Version: v11.1.0

PostgreSQL Database Deployment

Overview

Cumulus deployments require an Aurora PostgreSQL 10.2 compatible database to be provided as the primary data store for Cumulus with Elasticsearch for non-authoritative querying/state data for the API and other applications that require more complex queries. Note that Cumulus is tested with an Aurora Postgres database.

Users are strongly encouraged to plan for and implement a database solution that scales to their use requirements, meets their security posture and maintenance needs and/or allows for multi-tenant cluster usage.

For some scenarios (such as single tenant, test deployments, infrequent ingest and the like) a properly configured Aurora Serverless cluster may suffice.

To that end, Cumulus provides a terraform module cumulus-rds-tf that will deploy an AWS RDS Aurora Serverless PostgreSQL 10.2 compatible database cluster, and optionally provision a single deployment database with credentialed secrets for use with Cumulus.

We have provided an example terraform deployment using this module in the Cumulus template-deploy repository on github.

Use of this example involves:

Creating/configuring a Terraform module directory
Using Terraform to deploy resources to AWS

Requirements

Configuration/installation of this module requires the following:

Terraform
git
A VPC configured for use with Cumulus Core. This should match the subnets you provide when Deploying Cumulus to allow Core's lambdas to properly access the database.
At least two subnets across multiple AZs. These should match the subnets you provide as configuration when Deploying Cumulus, and should be within the same VPC.

Needed Git Repositories

Deployment Template

Assumptions

OS/Environment

The instructions in this module require Linux/MacOS. While deployment via Windows is possible, it is unsupported.

Terraform

This document assumes knowledge of Terraform.

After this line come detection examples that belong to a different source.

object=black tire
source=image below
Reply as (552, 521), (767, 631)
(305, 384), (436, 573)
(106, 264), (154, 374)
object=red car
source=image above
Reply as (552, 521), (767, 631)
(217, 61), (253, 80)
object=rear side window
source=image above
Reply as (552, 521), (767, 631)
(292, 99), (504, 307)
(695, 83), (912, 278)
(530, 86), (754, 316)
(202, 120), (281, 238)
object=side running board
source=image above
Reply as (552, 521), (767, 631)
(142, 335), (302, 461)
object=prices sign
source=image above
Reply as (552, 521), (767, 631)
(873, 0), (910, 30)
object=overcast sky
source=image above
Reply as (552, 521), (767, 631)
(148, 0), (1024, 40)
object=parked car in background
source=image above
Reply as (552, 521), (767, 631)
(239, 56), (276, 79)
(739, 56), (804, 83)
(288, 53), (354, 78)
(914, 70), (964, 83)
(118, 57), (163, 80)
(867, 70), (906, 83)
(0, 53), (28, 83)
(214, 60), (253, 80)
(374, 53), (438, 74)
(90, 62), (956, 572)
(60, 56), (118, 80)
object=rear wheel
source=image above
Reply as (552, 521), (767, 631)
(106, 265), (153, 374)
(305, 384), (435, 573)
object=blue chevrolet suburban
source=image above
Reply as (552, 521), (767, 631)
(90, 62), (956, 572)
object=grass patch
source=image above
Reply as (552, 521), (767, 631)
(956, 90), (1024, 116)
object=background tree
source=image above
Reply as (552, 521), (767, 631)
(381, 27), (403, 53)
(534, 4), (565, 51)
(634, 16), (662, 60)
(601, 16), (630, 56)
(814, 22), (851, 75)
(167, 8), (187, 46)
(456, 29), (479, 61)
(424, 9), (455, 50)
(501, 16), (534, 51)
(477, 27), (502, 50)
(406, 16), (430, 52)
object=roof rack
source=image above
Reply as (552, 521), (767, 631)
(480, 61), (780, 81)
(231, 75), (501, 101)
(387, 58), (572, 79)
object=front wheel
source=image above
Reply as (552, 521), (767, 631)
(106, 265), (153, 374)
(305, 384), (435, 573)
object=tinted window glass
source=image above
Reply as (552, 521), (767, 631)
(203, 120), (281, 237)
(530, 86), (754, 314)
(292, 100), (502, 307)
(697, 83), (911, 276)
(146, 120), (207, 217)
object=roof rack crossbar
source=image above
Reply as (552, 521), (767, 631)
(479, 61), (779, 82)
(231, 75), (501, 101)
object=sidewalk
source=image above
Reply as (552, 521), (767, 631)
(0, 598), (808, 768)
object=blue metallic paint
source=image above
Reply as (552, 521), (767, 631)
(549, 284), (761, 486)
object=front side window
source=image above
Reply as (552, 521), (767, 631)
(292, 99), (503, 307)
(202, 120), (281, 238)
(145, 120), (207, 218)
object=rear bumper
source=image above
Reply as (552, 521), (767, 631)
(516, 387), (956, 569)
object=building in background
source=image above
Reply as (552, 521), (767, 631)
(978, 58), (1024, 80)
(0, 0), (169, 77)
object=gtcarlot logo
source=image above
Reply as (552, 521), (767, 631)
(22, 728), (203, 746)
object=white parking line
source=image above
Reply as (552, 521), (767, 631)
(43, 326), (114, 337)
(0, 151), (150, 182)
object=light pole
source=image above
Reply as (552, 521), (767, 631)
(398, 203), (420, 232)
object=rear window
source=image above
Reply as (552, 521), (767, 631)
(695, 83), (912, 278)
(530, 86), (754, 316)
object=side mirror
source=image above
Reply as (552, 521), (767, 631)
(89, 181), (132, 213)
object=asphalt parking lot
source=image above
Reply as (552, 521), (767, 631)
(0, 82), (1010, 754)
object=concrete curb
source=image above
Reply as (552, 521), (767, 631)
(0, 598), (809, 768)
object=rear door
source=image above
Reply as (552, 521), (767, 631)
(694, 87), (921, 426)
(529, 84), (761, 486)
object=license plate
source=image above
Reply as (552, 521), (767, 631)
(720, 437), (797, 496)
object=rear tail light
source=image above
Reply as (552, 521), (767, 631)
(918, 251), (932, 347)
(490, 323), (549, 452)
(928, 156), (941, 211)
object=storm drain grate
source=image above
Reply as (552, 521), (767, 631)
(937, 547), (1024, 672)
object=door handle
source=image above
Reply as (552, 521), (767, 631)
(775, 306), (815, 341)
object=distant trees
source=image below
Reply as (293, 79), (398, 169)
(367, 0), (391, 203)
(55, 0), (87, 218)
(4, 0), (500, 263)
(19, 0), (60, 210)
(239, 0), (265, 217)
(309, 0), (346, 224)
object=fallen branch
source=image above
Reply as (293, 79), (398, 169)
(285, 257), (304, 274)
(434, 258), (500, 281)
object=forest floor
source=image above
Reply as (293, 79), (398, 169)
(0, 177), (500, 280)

If you are not comfortable working with Terraform, the following links should bring you up to speed:

For Cumulus specific instructions on installation of Terraform, refer to the main Cumulus Installation Documentation

Aurora/RDS

This document also assumes some basic familiarity with PostgreSQL databases, and Amazon Aurora/RDS. If you're unfamiliar consider perusing the AWS docs, and the Aurora Serverless V1 docs.

Prepare deployment repository

If you already are working with an existing repository that has a configured rds-cluster-tf deployment for the version of Cumulus you intend to deploy or update, or just need to configure this module for your repository, skip to Prepare AWS configuration.

Clone the cumulus-template-deploy repo and name appropriately for your organization:

  git clone https://github.com/nasa/cumulus-template-deploy <repository-name>

We will return to configuring this repo and using it for deployment below.

Optional: Create a new repository

Create a new repository on Github so that you can add your workflows and other modules to source control:

  git remote set-url origin https://github.com/<org>/<repository-name>
  git push origin master

You can then add/commit changes as needed.

Note: If you are pushing your deployment code to a git repo, make sure to add terraform.tf and terraform.tfvars to .gitignore, as these files will contain sensitive data related to your AWS account.

Prepare AWS configuration

To deploy this module, you need to make sure that you have the following steps from the Cumulus deployment instructions in similar fashion for this module:

Configure and deploy the module

When configuring this module, please keep in mind that unlike Cumulus deployment, this module should be deployed once to create the database cluster and only thereafter to make changes to that configuration/upgrade/etc. This module does not need to be re-deployed for each Core update.

These steps should be executed in the rds-cluster-tf directory of the template deploy repo that you previously cloned. Run the following to copy the example files:

cd rds-cluster-tf/
cp terraform.tf.example terraform.tf
cp terraform.tfvars.example terraform.tfvars

In terraform.tf, configure the remote state settings by substituting the appropriate values for:

bucket
dynamodb_table
PREFIX (whatever prefix you've chosen for your deployment)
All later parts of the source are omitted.